I think the present government is focused on channelising foreign investment into the country to stabilise the economy and Roshan Digital Account is obviously one of the key initiatives by SBP to support this vision. The returns on investments are high and there are multiple opportunities for non-resident as well as resident Pakistanis such as investment in Naya Pakistan Certificates, the real estate sector, the stock market, investment in Euro and GBP bonds in addition to the US dollar and Pakistani Rupee, and above all, the investments are fully repatriable. So we can expect the number to reach somewhere around $1.5 billion by the end of 2021. 

 

Anything else you wish to highlight.

For 2021, besides the enhanced controls and governance, one key goal we have is to significantly improve the experience of our customers as they deal with NBP. This focus on positively impacting each 'customer's journey through NBP' is our objective.
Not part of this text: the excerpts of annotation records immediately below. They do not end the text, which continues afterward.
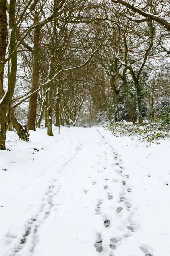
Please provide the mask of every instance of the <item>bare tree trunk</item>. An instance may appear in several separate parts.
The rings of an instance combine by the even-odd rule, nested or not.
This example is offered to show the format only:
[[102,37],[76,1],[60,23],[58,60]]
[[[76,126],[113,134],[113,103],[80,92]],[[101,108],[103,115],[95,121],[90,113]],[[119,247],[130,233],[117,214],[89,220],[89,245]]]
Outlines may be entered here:
[[[35,12],[34,15],[34,22],[37,24],[39,22],[38,14]],[[37,27],[34,31],[34,47],[33,52],[33,70],[32,77],[32,89],[33,91],[38,87],[39,78],[39,41],[40,28]],[[36,108],[37,93],[32,96],[29,100],[29,113],[28,120],[28,127],[29,130],[36,130]]]
[[60,117],[60,102],[61,98],[60,89],[59,89],[57,94],[57,99],[56,102],[56,122],[55,126],[59,126]]
[[15,116],[14,109],[11,107],[10,107],[10,120],[11,122],[11,124],[15,128],[19,137],[23,140],[28,141],[29,135],[27,130],[27,128],[26,126],[23,126],[18,122]]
We should treat our customers the way we would like to be treated ourselves. Some of us serve internal customers only but ultimately we will only thrive if we make the experience of our external customers, delightful. Our customers must 'want' to deal with NBP rather than 'have' to deal with us. I want this transition from 'have to want' to be something we think about all the time as we move forward. Our customers have choices and with the digital revolution, the menu of their choices is expanding. If we don't keep the customer in our sights at all times, change our behaviour, invest in our digital capability to leapfrog our competition, we face the proverbial Kodak moment, i.e. material loss of market shares and ultimately our market-leading position.